No, but to do so is now called hate speech that, unlike serial rape of minor girls, is considered a serious offense requiring police action and punishable by jail time. The natural result being that a U.S. presidential candidate who criticizes unlimited immigration constitutes a public danger and a proper target for censorship before he’s uttered a single word.
Let’s be clear: outside the U.S., the criminalization of speech will continue because it serves state power. And state censorship will defeat whatever fond notions social media CEOs have of the People’s right to speak and hear the speech of others. I don’t see fabulously wealthy CEOs going to prison for their beliefs.
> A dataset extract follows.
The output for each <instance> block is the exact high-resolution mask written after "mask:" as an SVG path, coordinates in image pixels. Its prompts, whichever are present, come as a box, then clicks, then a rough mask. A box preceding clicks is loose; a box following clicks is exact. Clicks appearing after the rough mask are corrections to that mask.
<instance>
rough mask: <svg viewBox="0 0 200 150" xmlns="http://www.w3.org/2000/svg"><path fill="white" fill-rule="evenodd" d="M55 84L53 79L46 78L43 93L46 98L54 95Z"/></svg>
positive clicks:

And if it’s illegal in Europe, free speech in the U.S. will be sharply curtailed, despite our First Amendment, because those CEOs won’t consent to lose the European market. Durov’s arrest is just the first and no one believes that Musk isn’t a target. As long as states criminalize speech, those platforms will eventually fall into line.
Power seldom questions itself, only those who question it. It’s an age-old tradition, one that those in power never seem to forget and everyone of sense tries to destroy.